Introduction

Gymnanthes Sw. (Euphorbiaceae) is a pantropical genus that is most common in dry tropical regions of South America, but also has a few species in wet tropical areas in the Neotropics and Palaeotropics, with many of them local and rare. Originally restricted to a few Neotropical species (Pax & Hoffmann 1912), the genus has recently been expanded to include species formerly classified in Sebastiania Spreng. (Esser 2001; Esser & al. 2010), and currently includes c. 45 known species (Esser 2001; Webster 2014).

In the course of ongoing taxonomic studies, two new species were found and are described here. In addition, a lectotype and new synonyms are contributed for species from Venezuela.

New species

Gymnanthes hirsuta Esser, sp. nov. — Fig. 1, 2.

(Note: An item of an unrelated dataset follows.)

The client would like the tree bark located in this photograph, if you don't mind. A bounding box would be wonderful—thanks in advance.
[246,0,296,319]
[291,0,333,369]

Holotype: Colombia, Valle, Mun. Roldanillo, Hacienda Churimal, km 68 carretera Panorama (desde glorieta de Riofrío), 04°22′09″N, 76°09′34″W, 975 m, fl., fr., 28 Mar 2009, P. Silverstone-Sopkin, M. E. Cardona & H. Sanint 10941 (CUVC 045050 image!; isotypes: COL, CUVC!, M 0243798!).

Diagnosis — This new species is unique in the genus because of the densely hirsute indumentum (0.5–0.6 mm long) of the branches, abaxial surface of the leaves, female flowers and fruits.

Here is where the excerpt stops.